Publié le 20 Mai 2011 par aragon 43 dans syndicalisme

divers_005.gifLA CES AUX MAINS DE TECHNOCRATES

La CES vient de tenir son congrès à Athènes, haut lieu où les salariés sont victimes du capitalisme Européen, de cette Europe du Fric et du FMI.

Ya t'il eu une déclaration pour fustiger ce plan d'austérité qui touche les peuples et particulièrement les travailleurs ?

Dans mon huma de ce matin, j'apprends, par la journaliste présente à ce congrès, le mal de chien que les syndicats allemands, français, belges ont eu pour faire adopter une résolution pour une journée d'action en juin.

J'apprends également que la toute nouvelle secrétaire générale de la CES ( une française inconnue au bataillon et qui n'a jamais mis ses pieds dans une organisation syndicale française) a été jusqu'à oublier dans son intervention clôturant le congrès cette dite journée d'action: il a fallu lui rappeler (ça commence fort).

La journaliste nous indiquant pour ainsi dire que la brave dame est plutôt du genre "gagne petit" face aux prédateurs de l'Europe capitaliste.

Devant ce fait, je suis allé me renseigner sur le site de cette organisation, dont je suis adhérent et qu'ai-je constaté :  le départ de Decaillon de la CGT  comme secrétaire adjoint dont chacun se souvient qu'il était pour le oui au référendum pour la nouvelle constitution européenne mais surtout ce que j'ai remarqué c'est l'arrivée  massive d'une grosse fournée de technocrates pour diriger la Confédération européenne des syndicats (CES).

J'ai cherché vainement un vrai syndicaliste ( celui qui a mis un jour ses bleus ou sa blouse blanche).J'en en ai pas trouvé, à part Niémec, qui a séjourné quelques temps dans une entreprise polonaise.

Ils ont des parcours carriéristes et le monde du travail semble absent dans cette synarchie syndicale.

Je vais devoir me plonger dans les travaux de ce congrès pour voir si cette organisation s'est mise au diapason des souffrances endurées par les travailleurs dans cette crise du système.

Depuis quelques temps, cette organisation semblait avoir pris le chemin de la lutte en se sortant de son institutionnalisation comme officine de la communauté européenne : à vérifier donc  si ce cheval de bataille est encore affirmé.

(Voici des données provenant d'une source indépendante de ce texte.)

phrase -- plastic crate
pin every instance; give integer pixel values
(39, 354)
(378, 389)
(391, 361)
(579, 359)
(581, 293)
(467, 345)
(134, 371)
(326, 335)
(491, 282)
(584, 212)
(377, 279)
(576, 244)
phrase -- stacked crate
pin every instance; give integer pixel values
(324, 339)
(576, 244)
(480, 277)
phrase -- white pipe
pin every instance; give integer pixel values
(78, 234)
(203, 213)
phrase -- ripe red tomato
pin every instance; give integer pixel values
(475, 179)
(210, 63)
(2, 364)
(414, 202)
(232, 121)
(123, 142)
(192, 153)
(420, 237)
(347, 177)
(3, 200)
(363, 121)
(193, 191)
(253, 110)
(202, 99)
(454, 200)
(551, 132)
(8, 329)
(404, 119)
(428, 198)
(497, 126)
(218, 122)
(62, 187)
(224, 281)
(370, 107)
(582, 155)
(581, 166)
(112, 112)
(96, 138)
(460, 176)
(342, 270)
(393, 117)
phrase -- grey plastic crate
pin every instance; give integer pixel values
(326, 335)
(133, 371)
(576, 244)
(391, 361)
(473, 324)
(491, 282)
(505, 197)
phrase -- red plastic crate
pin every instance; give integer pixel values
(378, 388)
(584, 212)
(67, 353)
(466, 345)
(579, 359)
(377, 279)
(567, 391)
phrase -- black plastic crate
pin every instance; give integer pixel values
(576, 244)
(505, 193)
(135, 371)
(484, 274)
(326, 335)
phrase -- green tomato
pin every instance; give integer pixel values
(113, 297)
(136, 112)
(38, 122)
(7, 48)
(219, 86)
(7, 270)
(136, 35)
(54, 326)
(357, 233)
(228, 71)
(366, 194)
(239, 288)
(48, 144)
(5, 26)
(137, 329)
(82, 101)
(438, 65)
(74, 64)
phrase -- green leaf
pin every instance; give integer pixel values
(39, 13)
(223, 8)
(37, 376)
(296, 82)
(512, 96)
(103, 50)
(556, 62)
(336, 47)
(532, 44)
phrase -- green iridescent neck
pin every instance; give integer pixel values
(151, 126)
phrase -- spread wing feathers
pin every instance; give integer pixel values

Une question à élucider certainement à travers les luttes actuelles en Europe qui déferlent contre les plans d'austérité décrétés par la commission européenne, les gouvernements. Ce qui se passe actuellement en Grèce, en Irlande et surtout au Portugal et en Espagne devrait être l'objet de grand rassemblement européen syndicaux pour dire halte à l'abaissement des droits sociaux.

Oui, à voir, cette fournée d'experts, de grosses têtes à la tête de la CES, c' est inquiétant car cela ne représente pas la diversité du monde du travail européen.

Le pire pour une organisation c'est d'être sous la coupe de technocrates imitant en cela les hommes qui se partagent les pouvoirs politiques.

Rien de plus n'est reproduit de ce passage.